PLANT OF THE WEEK

Dr. T. Ombrello - UCC Biology Department

 

CATTLEYA ORCHIDS

 

Common name:            Florist’s Orchid  

Scientific name          Cattleya hybrid  

Explanation of scientific name:       

Cattleya   - named for William Cattley, an English horticulturist of the early 19th century, who was an ardent collector and grower of rare plants.

 

Cattleya is a genus of the Orchid family (Orchidaceae), the largest family of flowering plants with over 500 genera and at least 35,000 species.  New species are being discovered every year.  Orchids have a worldwide distribution, but the genus Cattleya is restricted to tropical America.  The Cattleyas are the best-known members of this family.  They are the chief horticultural or corsage orchids and are the flowers one generally associates with the term “orchid”.  There are about 50 natural species of Cattleyas, but they have been hybridized extensively since the 1850’s and thousands of hybrids are in cultivation.  The Cattleya species have been crossed with each other and with members of other orchid genera, especially Brassavola and Laelia, and this has led to a wide diversity of flower form and color.  

The Cattleyas are epiphytes or “tree dwellers”.  They inhabit the branches of trees and sometimes barren rocks.  They are not parasites of trees, since their nutrition is derived from the atmosphere or from decaying organic matter that accumulates on branches or in crotches between limbs.  Cattleyas thrive in this nutrient poor and freely draining medium.  The Cattleyas’ adaptations to their habitat include thickened stems for food storage called pseudo-bulbs, roots that cling to the substrate to hold the plant in place, and thick, leathery leaves that transpire little water.  

Cattleya plants are long-lived perennials and will usually flower annually.  Commercial growers maintain plants for 8-10 years before replacing them, and there are accounts of individuals living for over half a century in cultivation.  Contrary to popular belief, they are not difficult to grow in the home.  A very well drained soil, moderate light and temperature, judicious watering and an occasional dose of fertilizer are all they really need.  

Cattleyas, as do all orchids, start off life in nature as tiny seeds within a seedpod or capsule on the mother plant.  When the seedpod matures and splits open, millions of tiny seeds are released and dispersed by the wind.  The seeds are well under 1/100 inch in length and 3 million of them weigh only one gram.  Some pods hold over 4 million seeds.  These dust-like seeds have little or no stored food, so in order for them to germinate and survive, they must fall on a suitable medium and come in contact with a microscopic fungus.  The fungus converts complex starches in the environment to simple sugars that the orchid seeds can use for energy.  Orchid growers have replaced the fungus with artificial mediums that supply the necessary nutrients.  Hundreds of seeds can easily be germinated in a small flask.  

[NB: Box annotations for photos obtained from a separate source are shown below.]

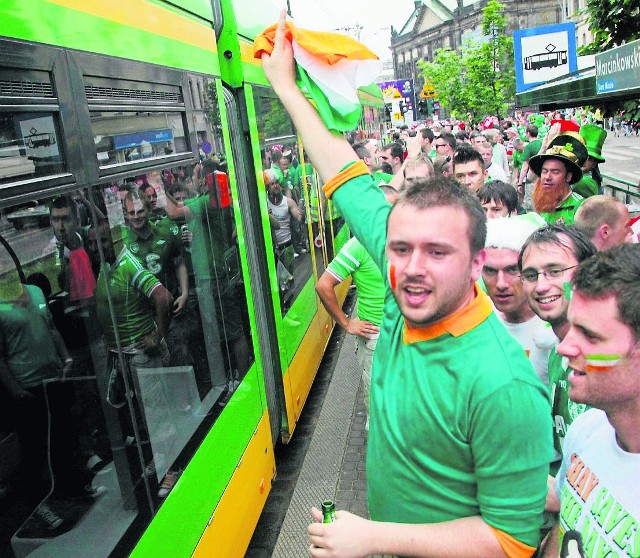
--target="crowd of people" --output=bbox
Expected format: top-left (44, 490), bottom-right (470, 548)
top-left (262, 14), bottom-right (640, 558)
top-left (0, 155), bottom-right (253, 537)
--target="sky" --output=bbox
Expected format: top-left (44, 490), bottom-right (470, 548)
top-left (270, 0), bottom-right (415, 60)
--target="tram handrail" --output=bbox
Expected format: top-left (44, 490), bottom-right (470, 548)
top-left (602, 174), bottom-right (640, 204)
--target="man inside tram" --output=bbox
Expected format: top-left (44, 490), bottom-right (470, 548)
top-left (261, 11), bottom-right (551, 557)
top-left (44, 194), bottom-right (104, 302)
top-left (88, 219), bottom-right (176, 490)
top-left (166, 159), bottom-right (252, 396)
top-left (0, 274), bottom-right (98, 534)
top-left (122, 190), bottom-right (192, 366)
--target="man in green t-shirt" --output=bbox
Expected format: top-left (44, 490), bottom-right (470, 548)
top-left (518, 225), bottom-right (596, 476)
top-left (87, 220), bottom-right (176, 488)
top-left (316, 185), bottom-right (398, 430)
top-left (261, 11), bottom-right (551, 557)
top-left (529, 131), bottom-right (587, 225)
top-left (122, 190), bottom-right (193, 366)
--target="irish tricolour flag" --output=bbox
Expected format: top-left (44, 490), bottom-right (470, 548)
top-left (253, 21), bottom-right (382, 132)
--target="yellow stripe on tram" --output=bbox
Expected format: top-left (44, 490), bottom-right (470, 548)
top-left (47, 0), bottom-right (216, 52)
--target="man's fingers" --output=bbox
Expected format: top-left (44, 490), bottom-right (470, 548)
top-left (273, 8), bottom-right (287, 48)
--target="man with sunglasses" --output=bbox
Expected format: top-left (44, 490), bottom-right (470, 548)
top-left (453, 146), bottom-right (488, 194)
top-left (518, 225), bottom-right (596, 476)
top-left (433, 132), bottom-right (457, 161)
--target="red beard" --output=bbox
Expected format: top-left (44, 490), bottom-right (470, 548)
top-left (531, 178), bottom-right (571, 213)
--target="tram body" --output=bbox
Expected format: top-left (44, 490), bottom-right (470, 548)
top-left (0, 0), bottom-right (384, 557)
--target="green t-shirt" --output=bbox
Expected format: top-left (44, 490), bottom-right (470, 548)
top-left (333, 166), bottom-right (553, 547)
top-left (549, 347), bottom-right (587, 476)
top-left (96, 247), bottom-right (160, 348)
top-left (184, 194), bottom-right (237, 281)
top-left (327, 237), bottom-right (385, 326)
top-left (511, 149), bottom-right (524, 170)
top-left (540, 192), bottom-right (584, 225)
top-left (373, 171), bottom-right (393, 184)
top-left (0, 285), bottom-right (63, 388)
top-left (122, 217), bottom-right (183, 296)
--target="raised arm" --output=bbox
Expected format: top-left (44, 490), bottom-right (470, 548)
top-left (262, 10), bottom-right (358, 182)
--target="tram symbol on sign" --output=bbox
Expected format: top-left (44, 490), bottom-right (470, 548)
top-left (524, 43), bottom-right (568, 70)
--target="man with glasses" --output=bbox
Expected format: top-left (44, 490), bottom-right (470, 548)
top-left (482, 214), bottom-right (558, 385)
top-left (518, 225), bottom-right (596, 476)
top-left (433, 132), bottom-right (456, 161)
top-left (453, 146), bottom-right (488, 194)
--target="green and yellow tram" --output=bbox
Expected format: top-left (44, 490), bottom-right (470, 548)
top-left (0, 0), bottom-right (383, 557)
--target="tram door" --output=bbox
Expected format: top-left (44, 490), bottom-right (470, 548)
top-left (224, 88), bottom-right (284, 445)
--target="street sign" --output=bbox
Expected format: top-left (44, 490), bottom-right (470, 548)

The process of meristem cloning (tissue culturing) works very nicely with orchids, too.  Cattleyas in particular are being vegetatively propagated in this manner.  Tissue from the growing point of a single shoot can yield hundreds of identical plants in a matter of months.  Conventional methods of asexual propagation would take many years to accomplish this.  Meristem cloning is aiding hybridizers by producing many identical plants with which to make crosses.  There are already more hybrids than natural species of orchids, and our fascination with the breeding of these plants will probably lead to an almost unimaginable variety of types in the future.